University endowments represent a significant portion of the nations held wealth, and as such, they wield great power. For the significant benefit they receive from their tax-exempt status, the universities can bear a certain level of restriction over what they can do with those assets. First, all of them must divest from all fossil-fuel investments. Second, they must commit one-third of their asset portfolio to clean energy or energy efficiency projects; they choose the ones that maximize their return. Third, they must make all buildings on all properties that they own net zero impact buildings within a decade; this includes all existing buildings as well as new and recently constructed. The knowledge base and technology exist to make this happen, and institutions that have a forty to one-hundred year horizon for building ownership have the ability to recoup their investment easily.
9. Change the current way we discount future life value.

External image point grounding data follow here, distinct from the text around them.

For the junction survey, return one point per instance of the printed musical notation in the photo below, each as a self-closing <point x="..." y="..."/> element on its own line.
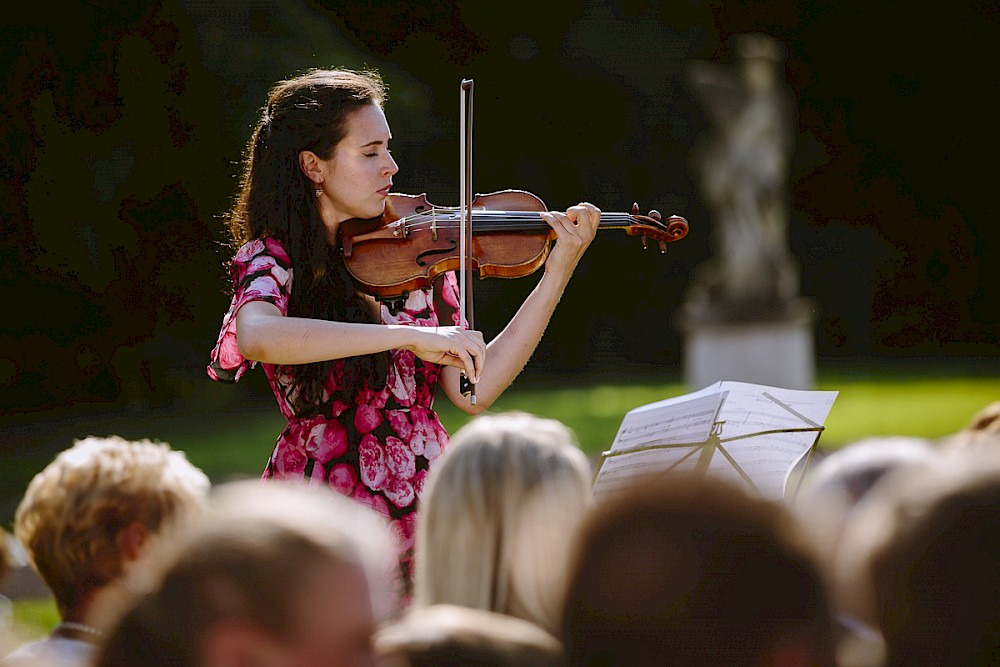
<point x="756" y="435"/>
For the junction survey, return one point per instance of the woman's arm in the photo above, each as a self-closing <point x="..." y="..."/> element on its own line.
<point x="264" y="334"/>
<point x="510" y="350"/>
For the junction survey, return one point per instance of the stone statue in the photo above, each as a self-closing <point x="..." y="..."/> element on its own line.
<point x="743" y="164"/>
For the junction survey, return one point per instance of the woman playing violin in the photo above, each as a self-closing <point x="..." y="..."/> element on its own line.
<point x="355" y="378"/>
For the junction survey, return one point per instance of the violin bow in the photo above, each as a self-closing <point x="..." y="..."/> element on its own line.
<point x="465" y="308"/>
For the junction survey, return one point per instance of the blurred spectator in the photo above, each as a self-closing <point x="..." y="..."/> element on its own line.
<point x="86" y="518"/>
<point x="840" y="483"/>
<point x="919" y="562"/>
<point x="498" y="517"/>
<point x="274" y="574"/>
<point x="842" y="479"/>
<point x="454" y="636"/>
<point x="695" y="573"/>
<point x="982" y="431"/>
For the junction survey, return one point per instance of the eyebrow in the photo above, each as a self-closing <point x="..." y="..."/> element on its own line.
<point x="377" y="142"/>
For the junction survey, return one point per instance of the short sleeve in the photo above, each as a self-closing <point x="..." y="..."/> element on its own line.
<point x="261" y="271"/>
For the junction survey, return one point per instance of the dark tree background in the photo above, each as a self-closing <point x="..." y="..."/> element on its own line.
<point x="124" y="123"/>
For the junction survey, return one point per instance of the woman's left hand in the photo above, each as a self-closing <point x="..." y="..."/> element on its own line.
<point x="575" y="229"/>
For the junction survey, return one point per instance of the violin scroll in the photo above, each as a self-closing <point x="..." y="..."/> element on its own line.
<point x="652" y="226"/>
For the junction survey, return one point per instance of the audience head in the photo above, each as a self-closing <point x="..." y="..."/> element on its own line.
<point x="982" y="432"/>
<point x="919" y="562"/>
<point x="454" y="636"/>
<point x="274" y="573"/>
<point x="843" y="479"/>
<point x="93" y="510"/>
<point x="498" y="516"/>
<point x="694" y="571"/>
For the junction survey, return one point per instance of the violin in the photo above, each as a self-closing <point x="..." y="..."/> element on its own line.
<point x="414" y="241"/>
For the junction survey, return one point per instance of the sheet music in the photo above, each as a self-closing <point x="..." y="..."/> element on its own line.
<point x="668" y="422"/>
<point x="744" y="411"/>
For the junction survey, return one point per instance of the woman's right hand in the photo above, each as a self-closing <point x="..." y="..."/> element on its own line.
<point x="464" y="349"/>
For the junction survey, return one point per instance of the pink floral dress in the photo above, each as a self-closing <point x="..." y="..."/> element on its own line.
<point x="375" y="447"/>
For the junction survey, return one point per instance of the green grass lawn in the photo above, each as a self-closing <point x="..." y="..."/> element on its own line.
<point x="878" y="404"/>
<point x="873" y="401"/>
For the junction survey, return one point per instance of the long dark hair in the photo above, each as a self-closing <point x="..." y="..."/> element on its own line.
<point x="276" y="199"/>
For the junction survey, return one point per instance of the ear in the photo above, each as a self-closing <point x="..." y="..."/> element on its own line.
<point x="311" y="166"/>
<point x="130" y="540"/>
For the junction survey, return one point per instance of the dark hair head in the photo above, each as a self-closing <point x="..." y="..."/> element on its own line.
<point x="276" y="199"/>
<point x="693" y="572"/>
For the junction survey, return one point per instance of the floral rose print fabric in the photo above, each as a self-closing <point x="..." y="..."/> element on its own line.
<point x="376" y="446"/>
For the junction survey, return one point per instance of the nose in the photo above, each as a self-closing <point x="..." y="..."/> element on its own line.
<point x="391" y="167"/>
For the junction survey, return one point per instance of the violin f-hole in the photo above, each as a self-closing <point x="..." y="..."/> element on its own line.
<point x="452" y="244"/>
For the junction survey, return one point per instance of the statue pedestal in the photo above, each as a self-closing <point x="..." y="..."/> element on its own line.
<point x="776" y="352"/>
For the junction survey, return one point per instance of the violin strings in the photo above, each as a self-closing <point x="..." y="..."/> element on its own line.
<point x="498" y="220"/>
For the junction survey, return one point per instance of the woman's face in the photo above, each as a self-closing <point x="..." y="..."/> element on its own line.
<point x="358" y="176"/>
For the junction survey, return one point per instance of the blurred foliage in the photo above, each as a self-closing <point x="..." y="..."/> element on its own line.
<point x="125" y="122"/>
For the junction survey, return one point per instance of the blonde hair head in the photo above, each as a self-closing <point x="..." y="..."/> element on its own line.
<point x="498" y="516"/>
<point x="73" y="512"/>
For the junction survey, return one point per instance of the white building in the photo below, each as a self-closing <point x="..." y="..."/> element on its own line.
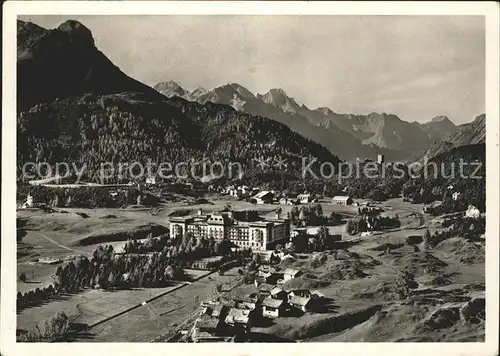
<point x="264" y="197"/>
<point x="342" y="200"/>
<point x="290" y="273"/>
<point x="29" y="202"/>
<point x="256" y="235"/>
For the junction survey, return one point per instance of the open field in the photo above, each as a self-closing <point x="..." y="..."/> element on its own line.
<point x="161" y="315"/>
<point x="359" y="283"/>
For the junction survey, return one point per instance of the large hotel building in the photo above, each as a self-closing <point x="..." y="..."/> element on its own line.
<point x="257" y="235"/>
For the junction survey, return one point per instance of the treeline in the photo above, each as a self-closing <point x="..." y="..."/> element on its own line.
<point x="461" y="170"/>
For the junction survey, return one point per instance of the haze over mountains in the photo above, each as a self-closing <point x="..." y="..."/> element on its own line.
<point x="64" y="63"/>
<point x="350" y="136"/>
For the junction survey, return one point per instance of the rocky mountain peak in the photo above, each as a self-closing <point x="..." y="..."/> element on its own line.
<point x="77" y="30"/>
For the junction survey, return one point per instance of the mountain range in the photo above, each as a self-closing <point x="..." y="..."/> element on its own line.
<point x="350" y="136"/>
<point x="76" y="106"/>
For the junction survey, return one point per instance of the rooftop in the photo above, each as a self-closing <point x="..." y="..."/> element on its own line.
<point x="301" y="301"/>
<point x="291" y="271"/>
<point x="207" y="322"/>
<point x="262" y="194"/>
<point x="272" y="303"/>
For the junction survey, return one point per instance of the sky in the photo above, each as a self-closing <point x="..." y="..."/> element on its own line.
<point x="416" y="67"/>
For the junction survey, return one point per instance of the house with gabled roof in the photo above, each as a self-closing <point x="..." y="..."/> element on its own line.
<point x="290" y="273"/>
<point x="279" y="293"/>
<point x="302" y="303"/>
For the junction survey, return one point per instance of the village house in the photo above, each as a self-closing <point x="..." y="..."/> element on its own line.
<point x="246" y="302"/>
<point x="290" y="273"/>
<point x="434" y="205"/>
<point x="472" y="212"/>
<point x="342" y="200"/>
<point x="288" y="201"/>
<point x="272" y="308"/>
<point x="29" y="202"/>
<point x="151" y="180"/>
<point x="264" y="197"/>
<point x="306" y="293"/>
<point x="301" y="303"/>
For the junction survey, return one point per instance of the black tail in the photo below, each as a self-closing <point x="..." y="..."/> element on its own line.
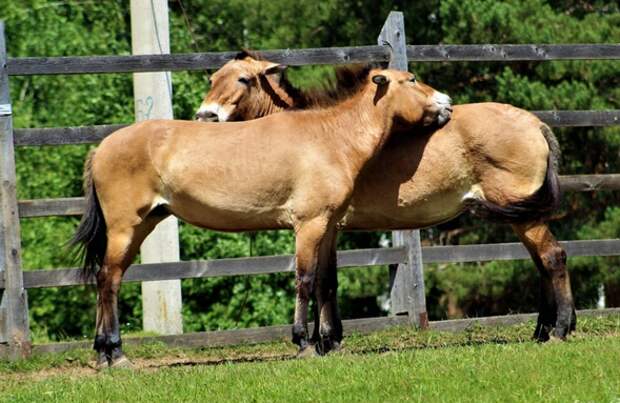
<point x="90" y="239"/>
<point x="537" y="207"/>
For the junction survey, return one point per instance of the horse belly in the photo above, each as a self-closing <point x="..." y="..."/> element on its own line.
<point x="408" y="212"/>
<point x="228" y="213"/>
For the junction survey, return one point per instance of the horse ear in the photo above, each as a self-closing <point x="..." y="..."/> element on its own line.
<point x="380" y="79"/>
<point x="274" y="68"/>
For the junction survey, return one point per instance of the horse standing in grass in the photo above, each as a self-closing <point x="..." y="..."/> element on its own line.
<point x="494" y="159"/>
<point x="290" y="170"/>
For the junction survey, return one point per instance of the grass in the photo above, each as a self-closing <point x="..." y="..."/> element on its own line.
<point x="480" y="364"/>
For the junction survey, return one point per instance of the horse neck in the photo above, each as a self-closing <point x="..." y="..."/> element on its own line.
<point x="363" y="127"/>
<point x="275" y="98"/>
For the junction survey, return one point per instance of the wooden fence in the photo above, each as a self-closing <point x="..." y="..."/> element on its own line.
<point x="408" y="281"/>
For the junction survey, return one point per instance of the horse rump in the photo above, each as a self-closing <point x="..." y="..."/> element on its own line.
<point x="537" y="207"/>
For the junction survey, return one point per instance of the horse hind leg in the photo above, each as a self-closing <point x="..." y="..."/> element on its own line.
<point x="557" y="311"/>
<point x="124" y="241"/>
<point x="330" y="324"/>
<point x="308" y="240"/>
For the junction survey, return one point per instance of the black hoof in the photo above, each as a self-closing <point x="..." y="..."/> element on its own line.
<point x="542" y="332"/>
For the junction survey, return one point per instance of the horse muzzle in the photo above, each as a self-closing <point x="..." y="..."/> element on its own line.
<point x="443" y="104"/>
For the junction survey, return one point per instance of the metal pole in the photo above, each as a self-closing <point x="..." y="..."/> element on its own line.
<point x="406" y="279"/>
<point x="14" y="328"/>
<point x="153" y="99"/>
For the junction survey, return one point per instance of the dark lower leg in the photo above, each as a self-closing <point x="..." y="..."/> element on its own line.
<point x="316" y="337"/>
<point x="308" y="240"/>
<point x="557" y="311"/>
<point x="108" y="339"/>
<point x="304" y="286"/>
<point x="327" y="289"/>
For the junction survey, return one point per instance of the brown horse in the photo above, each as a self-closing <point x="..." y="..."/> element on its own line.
<point x="495" y="159"/>
<point x="239" y="176"/>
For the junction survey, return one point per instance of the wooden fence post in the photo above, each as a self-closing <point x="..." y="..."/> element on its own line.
<point x="161" y="300"/>
<point x="14" y="306"/>
<point x="406" y="279"/>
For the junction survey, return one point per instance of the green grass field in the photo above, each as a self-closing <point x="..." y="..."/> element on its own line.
<point x="400" y="364"/>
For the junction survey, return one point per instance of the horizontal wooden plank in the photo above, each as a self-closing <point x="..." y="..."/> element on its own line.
<point x="493" y="52"/>
<point x="74" y="206"/>
<point x="278" y="333"/>
<point x="212" y="268"/>
<point x="93" y="134"/>
<point x="67" y="206"/>
<point x="514" y="251"/>
<point x="589" y="183"/>
<point x="189" y="61"/>
<point x="63" y="135"/>
<point x="296" y="57"/>
<point x="352" y="258"/>
<point x="580" y="118"/>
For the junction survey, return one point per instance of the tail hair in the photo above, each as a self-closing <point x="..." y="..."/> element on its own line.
<point x="537" y="207"/>
<point x="90" y="240"/>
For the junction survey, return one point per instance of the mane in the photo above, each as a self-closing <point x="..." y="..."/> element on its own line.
<point x="348" y="82"/>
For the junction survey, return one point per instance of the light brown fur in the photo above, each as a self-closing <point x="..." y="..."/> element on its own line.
<point x="487" y="151"/>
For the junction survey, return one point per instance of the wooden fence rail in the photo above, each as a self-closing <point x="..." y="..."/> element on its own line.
<point x="93" y="134"/>
<point x="74" y="206"/>
<point x="297" y="57"/>
<point x="285" y="263"/>
<point x="392" y="50"/>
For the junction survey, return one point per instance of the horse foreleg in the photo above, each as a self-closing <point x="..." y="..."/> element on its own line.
<point x="557" y="311"/>
<point x="330" y="327"/>
<point x="308" y="239"/>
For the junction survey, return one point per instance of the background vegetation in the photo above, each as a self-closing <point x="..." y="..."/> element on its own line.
<point x="70" y="28"/>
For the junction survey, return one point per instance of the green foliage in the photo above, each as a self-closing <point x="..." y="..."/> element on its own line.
<point x="42" y="28"/>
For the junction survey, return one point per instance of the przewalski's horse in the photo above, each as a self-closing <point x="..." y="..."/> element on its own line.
<point x="498" y="160"/>
<point x="240" y="176"/>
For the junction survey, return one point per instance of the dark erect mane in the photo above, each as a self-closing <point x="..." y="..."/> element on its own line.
<point x="349" y="81"/>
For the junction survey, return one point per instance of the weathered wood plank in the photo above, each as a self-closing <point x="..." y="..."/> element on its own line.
<point x="213" y="268"/>
<point x="64" y="135"/>
<point x="67" y="206"/>
<point x="94" y="134"/>
<point x="276" y="333"/>
<point x="297" y="57"/>
<point x="514" y="251"/>
<point x="401" y="275"/>
<point x="352" y="258"/>
<point x="589" y="183"/>
<point x="580" y="118"/>
<point x="14" y="298"/>
<point x="492" y="52"/>
<point x="74" y="206"/>
<point x="189" y="61"/>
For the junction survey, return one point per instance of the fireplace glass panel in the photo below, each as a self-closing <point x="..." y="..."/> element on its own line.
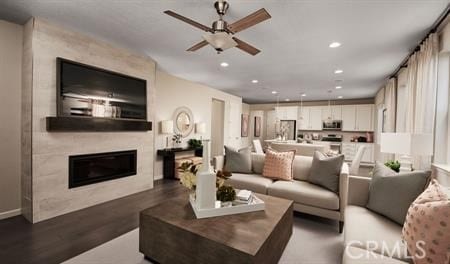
<point x="93" y="168"/>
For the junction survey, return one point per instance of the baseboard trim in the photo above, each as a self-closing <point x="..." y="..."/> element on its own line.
<point x="8" y="214"/>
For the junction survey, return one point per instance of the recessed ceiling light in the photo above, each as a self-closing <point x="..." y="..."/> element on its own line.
<point x="334" y="45"/>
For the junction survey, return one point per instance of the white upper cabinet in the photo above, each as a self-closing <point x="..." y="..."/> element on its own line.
<point x="357" y="117"/>
<point x="315" y="118"/>
<point x="303" y="118"/>
<point x="349" y="117"/>
<point x="335" y="114"/>
<point x="287" y="112"/>
<point x="364" y="117"/>
<point x="310" y="118"/>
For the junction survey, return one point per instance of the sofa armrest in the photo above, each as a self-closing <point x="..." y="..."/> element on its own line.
<point x="343" y="188"/>
<point x="218" y="162"/>
<point x="358" y="190"/>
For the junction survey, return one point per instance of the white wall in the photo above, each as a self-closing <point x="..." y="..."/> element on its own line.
<point x="10" y="117"/>
<point x="173" y="92"/>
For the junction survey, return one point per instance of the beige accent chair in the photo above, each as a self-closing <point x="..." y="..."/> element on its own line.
<point x="257" y="146"/>
<point x="308" y="198"/>
<point x="366" y="232"/>
<point x="356" y="162"/>
<point x="301" y="149"/>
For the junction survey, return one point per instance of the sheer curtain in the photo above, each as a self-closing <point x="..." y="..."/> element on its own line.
<point x="390" y="102"/>
<point x="421" y="92"/>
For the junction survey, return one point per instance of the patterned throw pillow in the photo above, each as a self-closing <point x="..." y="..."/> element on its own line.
<point x="426" y="230"/>
<point x="278" y="165"/>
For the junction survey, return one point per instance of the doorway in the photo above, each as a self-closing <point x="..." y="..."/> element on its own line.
<point x="217" y="127"/>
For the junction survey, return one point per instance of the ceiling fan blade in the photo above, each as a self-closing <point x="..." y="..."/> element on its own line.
<point x="198" y="46"/>
<point x="246" y="47"/>
<point x="189" y="21"/>
<point x="249" y="21"/>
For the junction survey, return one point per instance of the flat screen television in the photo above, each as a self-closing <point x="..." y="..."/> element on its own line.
<point x="87" y="91"/>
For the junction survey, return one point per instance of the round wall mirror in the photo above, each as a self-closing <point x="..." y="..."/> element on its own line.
<point x="184" y="121"/>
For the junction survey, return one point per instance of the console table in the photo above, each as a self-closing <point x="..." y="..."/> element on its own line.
<point x="169" y="159"/>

We need to make all energy and quality of life decisions providing equal value to a life seven generations from now as we do to a current life. We conveniently employ a discount rate that makes positive impacts on the future have to save ten lives to have equal value to saving one life today. For non-life threatening activities, discounting the future has merit, for it favors conservative allocation of resources. For activities that damage human health, however, this practice amounts to a death sentence for the future.
10. Manage a smart transition for developing economies.
In addition to the economic development incentives offered by ecological valuation, we need to provide reasonable support and incentives for the developing world. Unlike the developed world, these economies cannot easily remove fossil fuels from their quality of life systems. People in these parts of the world still have underdeveloped fresh water systems, little or no electrification, and must travel great distances for basic needs. We do not need to enable reliance on fossil fuels for new development, but cannot pull the rug out from under their current way of life. Pursuing the above strategies will free resources to help manage this process, and ensure that developing economies avoid our pitfalls while raising the quality of life for nearly half of the world's population. People are resourceful, and right now they are finding the simplest way they can to develop with the most readily available technology. If we put the right technologies in front of people, they will innovate and find the right solution with the best outcomes. We do not need to do things for them, but we need to make the right pieces available to them.
The challenge presented to me gave me no limit on my power or wealth, so I have not concerned myself with the economic impact of these activities. Over the coming months, I will investigate them further and evaluate the costs and benefits of them. We need to pursue these, and all other ideas for realizing a clean energy future, with a great sense of urgency. We do not have the one-hundred years my friend conjectures we need to fully transition. From this point forward, we need to stop enabling our dependence on fossil fuels merely because it is hard to do otherwise. We need to expect more of ourselves; we have the knowledge, resources, and ability...now all we need is the will.